The rise in the black market is hardly surprising. A legal pack can cost you £8 or so; illicit ones may change hands at £3. Clearly, a large chunk of Imps’ market in the developed world is disappearing in a puff of smoke. The question is how much further this can go. The UK illicit market is about 25 per cent of the total; indications from other countries are that when it gets much above 30 per cent, governments take action to protect their tax revenues. We shall see.
That is real time, one week old, startling 2013 evidence instead of more encouraging data from 2010 before tobacco control ballsed it all up with stupid, spiteful, and ultimately pointless tobacco industry-bashing legislation.

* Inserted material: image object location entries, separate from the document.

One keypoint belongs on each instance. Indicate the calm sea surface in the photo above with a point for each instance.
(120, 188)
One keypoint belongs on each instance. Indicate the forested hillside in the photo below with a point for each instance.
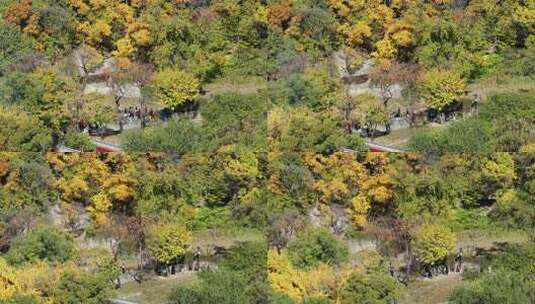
(266, 151)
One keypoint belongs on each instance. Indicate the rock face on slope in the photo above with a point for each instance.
(358, 80)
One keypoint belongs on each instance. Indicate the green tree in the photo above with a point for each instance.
(22, 133)
(44, 243)
(315, 247)
(75, 286)
(178, 136)
(220, 286)
(498, 287)
(372, 288)
(14, 46)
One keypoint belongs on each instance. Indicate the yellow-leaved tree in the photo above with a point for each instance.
(173, 87)
(168, 241)
(432, 243)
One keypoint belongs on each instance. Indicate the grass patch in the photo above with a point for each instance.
(237, 84)
(154, 290)
(430, 291)
(400, 138)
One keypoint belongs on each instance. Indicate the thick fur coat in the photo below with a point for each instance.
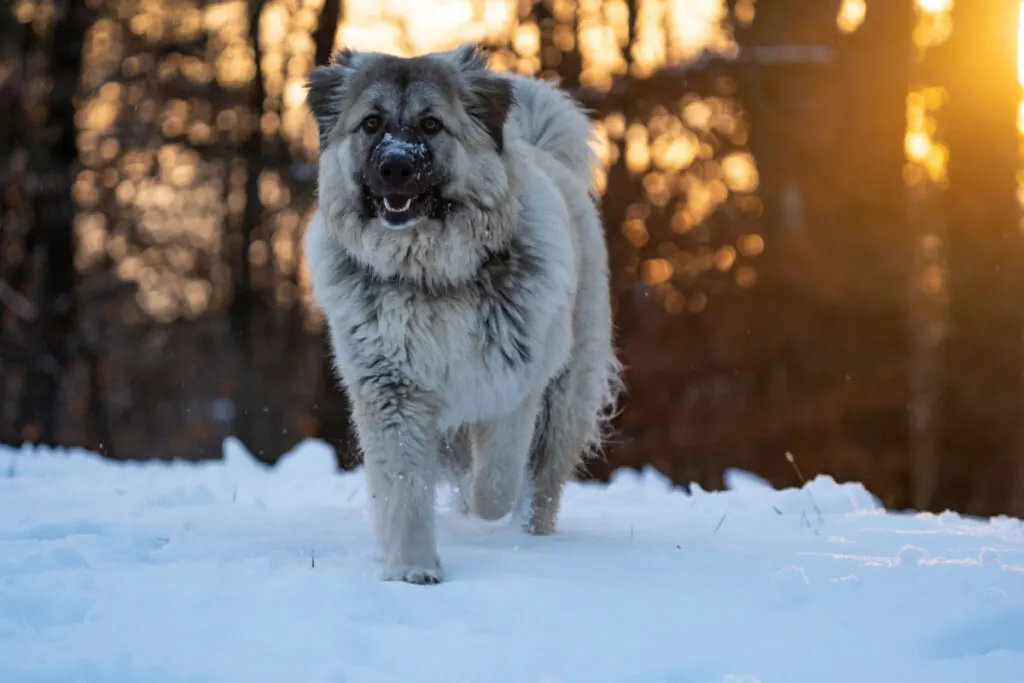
(460, 259)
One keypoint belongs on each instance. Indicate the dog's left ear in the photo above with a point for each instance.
(486, 96)
(326, 91)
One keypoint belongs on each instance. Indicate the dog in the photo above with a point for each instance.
(458, 254)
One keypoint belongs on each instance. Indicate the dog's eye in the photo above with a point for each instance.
(430, 125)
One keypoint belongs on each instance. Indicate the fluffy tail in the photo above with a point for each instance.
(551, 120)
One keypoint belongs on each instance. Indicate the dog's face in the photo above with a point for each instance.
(408, 138)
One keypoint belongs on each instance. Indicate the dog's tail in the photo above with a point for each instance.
(550, 119)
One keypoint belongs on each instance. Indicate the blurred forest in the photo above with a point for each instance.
(813, 209)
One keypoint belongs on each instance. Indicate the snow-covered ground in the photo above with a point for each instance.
(230, 572)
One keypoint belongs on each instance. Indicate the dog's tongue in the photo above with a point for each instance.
(396, 203)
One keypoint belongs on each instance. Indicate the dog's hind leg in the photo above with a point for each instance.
(556, 454)
(501, 454)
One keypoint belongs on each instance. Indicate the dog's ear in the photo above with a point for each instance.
(488, 98)
(326, 90)
(469, 56)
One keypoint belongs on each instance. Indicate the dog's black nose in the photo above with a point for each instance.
(396, 171)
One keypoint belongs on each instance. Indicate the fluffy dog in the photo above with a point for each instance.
(459, 257)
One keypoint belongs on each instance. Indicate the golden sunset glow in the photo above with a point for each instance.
(688, 158)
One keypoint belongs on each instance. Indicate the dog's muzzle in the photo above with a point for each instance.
(400, 178)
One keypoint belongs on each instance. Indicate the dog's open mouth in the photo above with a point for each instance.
(399, 211)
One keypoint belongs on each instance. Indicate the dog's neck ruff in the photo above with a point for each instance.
(433, 287)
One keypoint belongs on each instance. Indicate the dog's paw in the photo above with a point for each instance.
(421, 575)
(540, 526)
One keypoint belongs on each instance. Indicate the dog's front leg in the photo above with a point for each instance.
(501, 453)
(397, 433)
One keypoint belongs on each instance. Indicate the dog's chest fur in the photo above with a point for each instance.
(475, 347)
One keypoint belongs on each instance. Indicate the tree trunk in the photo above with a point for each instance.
(55, 162)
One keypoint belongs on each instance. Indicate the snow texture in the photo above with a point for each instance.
(232, 572)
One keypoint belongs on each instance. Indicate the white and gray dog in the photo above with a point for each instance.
(459, 257)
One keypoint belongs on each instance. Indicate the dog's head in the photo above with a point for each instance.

If plain packaging does somehow squirrel its way into the Queen's speech today, it won't be based on compelling justification provided by the tobacco control industry. Instead, it will be a result of flimsy 'evidence' produced to order, government lobbying government, attempts to bypass the democratic process, emotional hysterics, interference from other countries, corrupt practice, lies and - in the final few days - pathetic bullying.

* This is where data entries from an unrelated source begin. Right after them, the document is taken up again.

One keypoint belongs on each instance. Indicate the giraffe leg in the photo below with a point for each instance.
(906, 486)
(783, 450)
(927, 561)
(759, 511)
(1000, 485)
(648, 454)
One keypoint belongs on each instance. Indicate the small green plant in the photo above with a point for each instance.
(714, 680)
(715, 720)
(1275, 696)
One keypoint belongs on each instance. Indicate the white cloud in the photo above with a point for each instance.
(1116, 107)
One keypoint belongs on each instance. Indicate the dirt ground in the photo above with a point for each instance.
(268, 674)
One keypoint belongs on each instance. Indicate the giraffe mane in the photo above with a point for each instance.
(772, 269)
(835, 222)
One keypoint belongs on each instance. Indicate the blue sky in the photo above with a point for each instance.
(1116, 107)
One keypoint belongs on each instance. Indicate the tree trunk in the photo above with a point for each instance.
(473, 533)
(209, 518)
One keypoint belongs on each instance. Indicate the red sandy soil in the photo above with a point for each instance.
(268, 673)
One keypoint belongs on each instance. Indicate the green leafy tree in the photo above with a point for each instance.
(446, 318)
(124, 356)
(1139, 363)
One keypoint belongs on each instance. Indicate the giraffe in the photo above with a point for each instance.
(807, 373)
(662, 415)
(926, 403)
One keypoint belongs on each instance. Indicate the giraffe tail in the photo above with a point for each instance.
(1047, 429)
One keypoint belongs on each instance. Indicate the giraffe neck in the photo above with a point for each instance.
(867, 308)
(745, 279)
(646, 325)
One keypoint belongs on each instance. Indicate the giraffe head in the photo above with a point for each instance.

Just the usual modus operandi, then.


Lysistrata Eleftheria said...

We won. We bloody won! A bit too early for a celebratory tipple but, hey...

c777 said...

Not according to the scum at the BBC, like this Nazi little progressive twat.......

Dr Evil said...

Crosby has been dumping trivia and politically disasterous policies. Plai packs has been dumped, minimum alcholo pricing and gay marriage. He sees these as eitherdistractions from the main economic messages or simply deleterious to the Tory chance of re-election. Perhaps ASH cannot face it as being a trivial and silly nonsense. Plus a load of jobs would have been destroyed. A guarantee of loads of votes for Labour.

Dick_Puddlecote said...

For now a win, but they won't stop their miserable screaming. It does, however, show that their state-funded bullshit can be counteracted if enough are willing to stand up to them.

Let's do it again when they try anything like this in the future. Write, email, FOI, or just basically be a pain in the arse. Either that or stand back, expect others to do it and see stupid ideas become reality.

I have to say that fellow jewel robbers here have been superb, and definitely a part of why plain packs didnt proceed this time. It will be something we need to do again, though, and often. That's the way it is when government think you're all incapable of living your life without state approval, sadly.

John Munyard said...

Of course ASH are ignoring the public petition. According to thier own "research" everyone who signed it must be a smoker, and ergo they all have mental health problems.

I mean who else except a "mental" would smoke. You are retarded and your opinion therefore doesn't count does it? Got that?

Pavo said...

Love plain packaging! Very amusing to see the gaspers guiltily get their packets of ugly brown cancer sticks from the Coles ciggy counter and slyly slip them into their bags. Plain packaging is clearly working at reducing smoking, both in terms of number of people who smoke and the amount they smoke. In Western Australian we're down to about 15% of adults and plummeting towards a critical mass where it will be as rare as seeing a pipe smoker. Thanks Mike Daube - legend!